Justin Sexten: You Are How You Eat?

Wyatt Bechtel ( Feedlot closeouts averaged a profit of $22 per head last week, while packer margins remain above $200. )

Recent food marketing campaigns brought beef cattle diets back to the top of social media discussions. We know the marketing efforts surrounding what cattle eat is certainly not new to the consumer, as a quick trip through any meat case highlights the continual efforts made to differentiate beef as well as the other proteins based on the diet consumed in addition to a host of other management aspects. Beef with a side of adjectives is not limited to the grocery, food service menus are just as descriptive.

We know cattle diets influence end product quality as well as production efficiency. In general, corn-fed cattle produce beef with higher quality grades while grass-fed cattle produce a leaner product. Grain feeding is more efficient than grass finishing due increased energy density and less energy losses associated with fermentation.

In my observation, the debate around methane outside the beef industry fails to recognize methane production represents a loss of energy to fermentation, ranging from 2-12% of the total energy potential of the diet.

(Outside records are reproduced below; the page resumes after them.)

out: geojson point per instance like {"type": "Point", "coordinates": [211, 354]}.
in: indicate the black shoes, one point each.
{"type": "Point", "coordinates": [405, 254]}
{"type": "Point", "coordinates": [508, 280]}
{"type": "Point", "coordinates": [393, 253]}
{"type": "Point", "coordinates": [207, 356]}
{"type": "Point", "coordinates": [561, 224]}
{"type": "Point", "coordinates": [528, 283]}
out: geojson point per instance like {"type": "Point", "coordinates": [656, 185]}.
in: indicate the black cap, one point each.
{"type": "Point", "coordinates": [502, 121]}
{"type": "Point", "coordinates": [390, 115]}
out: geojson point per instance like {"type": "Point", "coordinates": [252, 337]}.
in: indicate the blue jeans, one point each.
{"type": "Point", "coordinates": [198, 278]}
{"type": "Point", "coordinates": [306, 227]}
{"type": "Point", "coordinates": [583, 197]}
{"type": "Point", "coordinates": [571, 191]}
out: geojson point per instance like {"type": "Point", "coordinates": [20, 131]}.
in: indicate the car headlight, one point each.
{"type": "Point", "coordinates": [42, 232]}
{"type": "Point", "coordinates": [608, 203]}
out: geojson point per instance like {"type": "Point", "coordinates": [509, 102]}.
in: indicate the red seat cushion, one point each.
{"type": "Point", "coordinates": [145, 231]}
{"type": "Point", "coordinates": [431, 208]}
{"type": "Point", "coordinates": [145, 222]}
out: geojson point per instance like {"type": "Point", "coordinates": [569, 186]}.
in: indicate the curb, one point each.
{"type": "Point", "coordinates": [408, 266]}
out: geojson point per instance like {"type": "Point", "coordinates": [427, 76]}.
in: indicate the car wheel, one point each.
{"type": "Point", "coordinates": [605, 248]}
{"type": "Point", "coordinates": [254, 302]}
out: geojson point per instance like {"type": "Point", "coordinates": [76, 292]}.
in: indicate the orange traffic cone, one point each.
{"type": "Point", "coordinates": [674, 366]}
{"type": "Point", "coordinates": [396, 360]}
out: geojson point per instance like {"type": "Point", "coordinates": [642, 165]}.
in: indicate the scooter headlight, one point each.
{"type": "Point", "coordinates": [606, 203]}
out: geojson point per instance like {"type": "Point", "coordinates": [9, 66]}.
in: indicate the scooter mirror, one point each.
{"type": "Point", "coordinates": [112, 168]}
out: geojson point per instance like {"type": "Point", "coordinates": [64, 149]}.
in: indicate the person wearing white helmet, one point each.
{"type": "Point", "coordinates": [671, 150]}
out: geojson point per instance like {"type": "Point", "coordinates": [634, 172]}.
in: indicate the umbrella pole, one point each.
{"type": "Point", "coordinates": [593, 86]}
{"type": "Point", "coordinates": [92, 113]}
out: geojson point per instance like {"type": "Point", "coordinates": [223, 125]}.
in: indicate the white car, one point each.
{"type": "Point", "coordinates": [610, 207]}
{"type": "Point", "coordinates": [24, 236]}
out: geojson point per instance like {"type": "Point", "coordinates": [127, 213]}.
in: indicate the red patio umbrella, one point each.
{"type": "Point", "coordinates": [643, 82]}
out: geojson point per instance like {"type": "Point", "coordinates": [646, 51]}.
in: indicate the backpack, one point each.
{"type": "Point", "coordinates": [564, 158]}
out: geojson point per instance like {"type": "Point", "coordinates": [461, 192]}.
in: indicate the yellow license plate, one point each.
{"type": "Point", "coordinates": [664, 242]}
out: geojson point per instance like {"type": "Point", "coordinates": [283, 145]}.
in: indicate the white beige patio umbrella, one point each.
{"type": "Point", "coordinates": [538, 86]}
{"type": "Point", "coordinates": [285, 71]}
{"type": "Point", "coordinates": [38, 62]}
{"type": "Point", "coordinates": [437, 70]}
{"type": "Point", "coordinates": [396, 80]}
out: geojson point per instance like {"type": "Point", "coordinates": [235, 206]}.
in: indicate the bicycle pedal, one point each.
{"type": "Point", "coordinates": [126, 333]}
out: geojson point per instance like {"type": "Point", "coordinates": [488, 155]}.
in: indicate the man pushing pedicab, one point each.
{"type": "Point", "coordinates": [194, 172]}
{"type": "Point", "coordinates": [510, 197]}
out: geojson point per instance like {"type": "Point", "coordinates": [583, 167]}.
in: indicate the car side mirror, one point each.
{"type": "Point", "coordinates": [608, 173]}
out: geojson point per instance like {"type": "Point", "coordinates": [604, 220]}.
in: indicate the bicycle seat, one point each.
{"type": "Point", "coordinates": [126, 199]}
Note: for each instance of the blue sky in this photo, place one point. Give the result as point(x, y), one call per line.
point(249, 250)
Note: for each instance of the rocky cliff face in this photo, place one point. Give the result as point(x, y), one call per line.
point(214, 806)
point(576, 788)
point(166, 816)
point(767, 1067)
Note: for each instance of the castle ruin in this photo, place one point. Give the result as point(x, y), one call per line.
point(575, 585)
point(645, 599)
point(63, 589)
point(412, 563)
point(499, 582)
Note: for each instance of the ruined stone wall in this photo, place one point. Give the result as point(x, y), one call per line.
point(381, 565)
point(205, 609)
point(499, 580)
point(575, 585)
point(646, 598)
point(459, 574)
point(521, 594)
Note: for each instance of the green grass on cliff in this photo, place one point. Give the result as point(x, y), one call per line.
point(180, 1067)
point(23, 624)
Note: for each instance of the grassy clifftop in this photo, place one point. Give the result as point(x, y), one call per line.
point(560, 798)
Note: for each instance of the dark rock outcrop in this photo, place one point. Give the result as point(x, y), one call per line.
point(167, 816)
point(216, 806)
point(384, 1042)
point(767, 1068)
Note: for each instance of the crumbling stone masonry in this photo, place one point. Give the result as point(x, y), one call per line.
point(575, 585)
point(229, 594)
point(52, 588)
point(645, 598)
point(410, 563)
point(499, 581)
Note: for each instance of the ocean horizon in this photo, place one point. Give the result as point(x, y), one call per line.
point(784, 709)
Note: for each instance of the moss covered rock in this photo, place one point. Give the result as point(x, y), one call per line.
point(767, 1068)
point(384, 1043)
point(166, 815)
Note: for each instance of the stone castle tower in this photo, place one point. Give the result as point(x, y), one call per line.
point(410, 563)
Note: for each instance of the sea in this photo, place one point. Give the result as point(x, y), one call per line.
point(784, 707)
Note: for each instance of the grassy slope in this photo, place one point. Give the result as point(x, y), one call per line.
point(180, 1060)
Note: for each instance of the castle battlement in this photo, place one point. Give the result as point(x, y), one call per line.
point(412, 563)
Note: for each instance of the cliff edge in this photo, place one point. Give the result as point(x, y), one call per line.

Wouldn’t most cattlemen consider an alternative production practice that improved energy availability of the diet? The beef industry is constantly evaluating viable opportunities to reduce methane production and capture more of this potential energy, this occurs independent of the politics and marketing surrounding climate change.

There are countless factors beyond diet and fermentation products influencing the efficiency of forage and feed nutrient conversion into muscle and fat. A recent paper in the Journal of Animal Science by Ira Parsons and his Texas A&M co-workers used growing cattle fed a grain-based finishing diet to look at the relationship between feed consumption patterns and feed conversion.

Cattle and the related behaviors were sorted into one of three residual feed intake groups, for ease of reading we will call these efficient, neutral and inefficient and focus on the differences between efficient and inefficient. For context the efficient group consumed 20.3 lbs of dry matter / day and converted at 5.3 while the inefficient group ate 24.2 lbs / day and converted at 6.5.

The efficient steers visited the bunk less often and consumed 1.2 less “meals” each day. In addition to fewer bunk visits, efficient cattle spent less time at the bunk, a total of 11.5 minutes less each day.  Spend much time at a feedyard and it doesn’t take long to hear the concern from cattle feeders that low intake cattle don’t perform as well. In this report there were no differences in gain despite lower feed intake and less time spent eating by the efficient cattle.

The authors suggested the comparable gains may be attributed to the efficient cattle having less energy lost as heat due to the combined effects of reduced feed intake and fewer meals. The inefficient cattle may have consumed more total energy but lost more energy as heat due to digestion of larger meals more often.

One assumption we make in feeding experiments is the diet fed and the diet consumed are the same. In this experiment the efficient cattle took 5.6 minutes longer to approach the bunk after the feed truck dropped feed. Perhaps the inefficient cattle consume more roughage after feed delivery leaving more grain for the later arriving efficient cattle? This is one aspect we cannot sort out in a pen feeding experiment, but knowing there are behavioral differences associated with eating, opens up the possibility of individual animal feed consumption preferences.

Another theory suggested to outline how lower feed intake and similar performance was achieved was related to improved “rumen health”. This trial didn’t test rumen pH to monitor digestive health but the experiment did report inefficient cattle having more variable feed consumption patterns.

Combine greater feed intake with variable consumption patterns and the possibility of rumen upset may also increase. No health differences such as bloat or acidosis were reported suggesting the difference in efficiency could have been caused by suboptimal fermentation rather than rumen upset. This research highlights how animal differences in feed intake patterns may affect performance and serves as a reminder to feeders that we should work to ensure consistency in feed mixing and delivery so we do not compound these challenges.

The knowledge base around feeding behavior and the relationships to performance and efficiency continues to expand. As technology advances, our ability to monitor behavior in a normal feeding environment will help determine if efficiency causes the behavior or the behavior makes cattle more efficient. Further discoveries looking at what and how cattle eat will offer cattlemen selection and management opportunities to improve efficiency.